Start here before you rely on accounting exports, tax tracking, or live sales posting.
Review Chart of Accounts, add the needed rows in Tax Components, then finish the posting path in Sales Channels.
Quick facts
Start here
- You need core bank, income, expense, liability, and clearing accounts before many workflows can post cleanly.
- Tax Components connect tax rates to liability accounts and location-aware reporting.
- Sales Channels decide where sales, payouts, and receivables land.
- If the setup is wrong here, downstream bookkeeping gets messy fast.
Minimum setup order
- Create or confirm the key accounts first.
- Add tax components only after the matching liability accounts exist.

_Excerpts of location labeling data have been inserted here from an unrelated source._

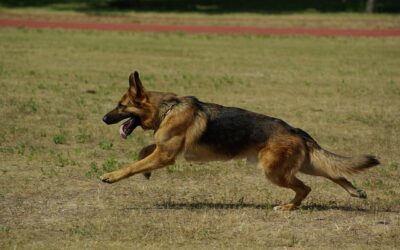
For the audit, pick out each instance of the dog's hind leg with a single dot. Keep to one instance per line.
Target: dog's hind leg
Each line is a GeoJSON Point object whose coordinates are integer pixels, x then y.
{"type": "Point", "coordinates": [341, 181]}
{"type": "Point", "coordinates": [144, 152]}
{"type": "Point", "coordinates": [280, 160]}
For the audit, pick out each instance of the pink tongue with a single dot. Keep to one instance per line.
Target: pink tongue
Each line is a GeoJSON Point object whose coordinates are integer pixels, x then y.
{"type": "Point", "coordinates": [121, 132]}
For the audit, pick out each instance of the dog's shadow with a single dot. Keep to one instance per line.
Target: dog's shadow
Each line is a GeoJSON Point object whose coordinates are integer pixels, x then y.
{"type": "Point", "coordinates": [202, 205]}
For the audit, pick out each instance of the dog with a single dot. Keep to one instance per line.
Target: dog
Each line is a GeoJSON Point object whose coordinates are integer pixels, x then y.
{"type": "Point", "coordinates": [201, 131]}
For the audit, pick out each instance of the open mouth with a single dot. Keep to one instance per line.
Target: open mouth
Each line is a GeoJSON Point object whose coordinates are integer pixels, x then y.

- Set sales channels last so they can point to the right clearing, payout, and receivable accounts.
Step 1: Build the core chart of accounts
Start with the accounts page
Open Chart of Accounts.
Confirm the bank accounts, sales accounts, tax liability accounts, accounts receivable accounts, and clearing accounts you plan to use.
Step 2: Connect tax components to the right liability accounts
Open Tax Components and add the sales-tax rows you need for your locations.

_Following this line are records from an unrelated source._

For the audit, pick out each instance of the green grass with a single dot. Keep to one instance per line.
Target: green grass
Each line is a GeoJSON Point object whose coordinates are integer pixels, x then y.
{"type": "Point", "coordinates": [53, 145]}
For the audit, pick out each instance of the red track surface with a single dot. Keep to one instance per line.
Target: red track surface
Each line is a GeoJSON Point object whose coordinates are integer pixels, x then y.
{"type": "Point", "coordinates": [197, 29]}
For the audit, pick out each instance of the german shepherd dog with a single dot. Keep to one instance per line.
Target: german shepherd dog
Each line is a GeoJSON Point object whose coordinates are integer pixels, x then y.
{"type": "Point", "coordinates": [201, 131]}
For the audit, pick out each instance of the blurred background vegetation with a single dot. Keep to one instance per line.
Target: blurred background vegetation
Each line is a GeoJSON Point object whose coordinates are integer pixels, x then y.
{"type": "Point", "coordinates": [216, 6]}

Point each tax component to the liability account that should hold that tax until it is paid.
- Use clear names so staff can tell city, county, and state rows apart.

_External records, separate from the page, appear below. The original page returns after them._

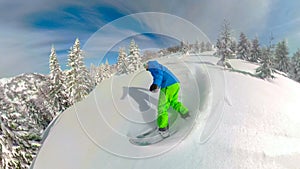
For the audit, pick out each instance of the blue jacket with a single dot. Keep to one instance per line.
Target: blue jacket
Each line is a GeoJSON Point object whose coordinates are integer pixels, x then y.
{"type": "Point", "coordinates": [162, 76]}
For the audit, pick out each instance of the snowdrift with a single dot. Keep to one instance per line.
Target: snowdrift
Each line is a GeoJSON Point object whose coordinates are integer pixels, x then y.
{"type": "Point", "coordinates": [238, 121]}
{"type": "Point", "coordinates": [97, 129]}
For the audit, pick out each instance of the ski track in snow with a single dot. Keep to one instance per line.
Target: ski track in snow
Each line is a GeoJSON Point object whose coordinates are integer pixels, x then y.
{"type": "Point", "coordinates": [243, 122]}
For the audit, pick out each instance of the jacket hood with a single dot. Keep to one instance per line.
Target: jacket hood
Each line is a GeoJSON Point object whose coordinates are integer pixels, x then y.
{"type": "Point", "coordinates": [153, 65]}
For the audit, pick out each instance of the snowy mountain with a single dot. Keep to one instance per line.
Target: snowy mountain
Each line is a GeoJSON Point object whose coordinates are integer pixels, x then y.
{"type": "Point", "coordinates": [25, 111]}
{"type": "Point", "coordinates": [238, 121]}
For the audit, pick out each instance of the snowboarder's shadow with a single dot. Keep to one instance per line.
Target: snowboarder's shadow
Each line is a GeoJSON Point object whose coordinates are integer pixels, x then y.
{"type": "Point", "coordinates": [141, 97]}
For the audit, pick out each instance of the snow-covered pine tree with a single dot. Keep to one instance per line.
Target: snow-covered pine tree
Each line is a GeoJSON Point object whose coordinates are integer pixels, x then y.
{"type": "Point", "coordinates": [243, 47]}
{"type": "Point", "coordinates": [265, 70]}
{"type": "Point", "coordinates": [93, 72]}
{"type": "Point", "coordinates": [20, 140]}
{"type": "Point", "coordinates": [295, 66]}
{"type": "Point", "coordinates": [281, 57]}
{"type": "Point", "coordinates": [104, 72]}
{"type": "Point", "coordinates": [224, 43]}
{"type": "Point", "coordinates": [255, 52]}
{"type": "Point", "coordinates": [122, 64]}
{"type": "Point", "coordinates": [58, 86]}
{"type": "Point", "coordinates": [197, 47]}
{"type": "Point", "coordinates": [79, 81]}
{"type": "Point", "coordinates": [208, 46]}
{"type": "Point", "coordinates": [202, 47]}
{"type": "Point", "coordinates": [134, 57]}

- If a location has its own tax mix, review the assigned components there before you post live sales.
Step 3: Set up sales channels and clearing behavior
Do one final review
Open Accounting Options if you need to review broader defaults after this setup.
It is easier to fix account links now than after weeks of posted sales and payouts.
Finish the posting path in Sales Channels
Open Sales Channels.
Choose where sales, payouts, fees, and receivables should post for each channel your team uses.